Conway Wins HP Center and 1,200 Jobs

by Mark Hengel  on Monday, Jun. 23, 2008 12:00 am  

Gary Fazzino, Hewlett-Packard's vice president of government affairs, left, said the political will of Arkansas politicians like Gov. Mike Beebe helped finalize the deal.

Hewlett-Packard of Palo Alto, Calif., announced Thursday that it would open a customer service and technical support center in Conway that will employ 1,200.

The announcement was made before a packed house at the University of Central Arkansas' Donald W. Reynolds Performance Hall. Gov. Mike Beebe said the jobs Hewlett-Packard will bring are what the state will need to compete.

These are "the kind of jobs that represent increased earning capacity and wages for the needs and demands of families in today's society. It represents all those obvious tangible monetary benefits and all the surrounding corollary expansions that go along with it. It represents 1,200 jobs that - frankly - will start in the low $40,000s, and with many being much higher paying at the start than that," Beebe said.

Hewlett-Packard will open its 150,000-SF, $28 million facility at the Meadows Office & Technology Park in southern Conway, owned by the Conway Development Corp. The first hires will begin working in late 2009, and the company will staff the facility over a four-year period. The announcement was made simultaneously with another announcement that Hewlett-Packard will open a comparable center in Rio Rancho, N.M.

Hewlett-Packard will receive several economic incentives for locating in Conway. Beebe said the state is providing $10 million from the Governor's Quick Action Closing Fund for infrastructure, and the Conway Development Corp. will build the $28 million facility to the company's specifications. Hewlett-Packard will then lease the building from the development corporation. Conway Mayor Tab Townsell said the city also agreed to spend $2.2 million to prepare the site.

Gary Fazzino, Hewlett-Packard's vice president of government affairs, said many factors led the company to choose Conway.

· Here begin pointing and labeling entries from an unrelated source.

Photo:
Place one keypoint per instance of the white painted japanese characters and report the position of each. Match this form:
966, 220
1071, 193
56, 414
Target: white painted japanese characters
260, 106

"It is very clear why Arkansas is such a great place to do business: Business environment, skilled work force, outstanding educational system, high quality of life and a commitment by the state's political, business and educational leadership to aggressively seek out opportunities for economic growth," Fazzino said during the announcement. "These factors helped Arkansas earn its way to the top of the list of U.S. states for HP investment."

A Reason to Return

Maria Haley, executive director of the Arkansas Economic Development Commission, said the announcement helps reverse many people's conception of Arkansas. Hewlett-Packard's locating in Arkansas also gives Arkansans who left the state to find jobs in the high-tech sector a reason to return, she said.

"It ... will bring high-tech, high-paying jobs to the state. And hopefully, it will bring back some of the people who left the state because they couldn't find quality jobs," Haley said. "And I also think that since the state was able to land this type of particular facility, [it] gives the world a different image" of Arkansas.

For Conway, Hewlett-Packard's decision to locate in the city represents the town's emergence into the new century, Townsell said.

"You know, chronologists will tell you the 21st century started seven or eight years ago; historians will tell you it's a moment in time that starts a century. ... The 21st century in Conway, Arkansas, and to a degree in Arkansas, starts today," Townsell said.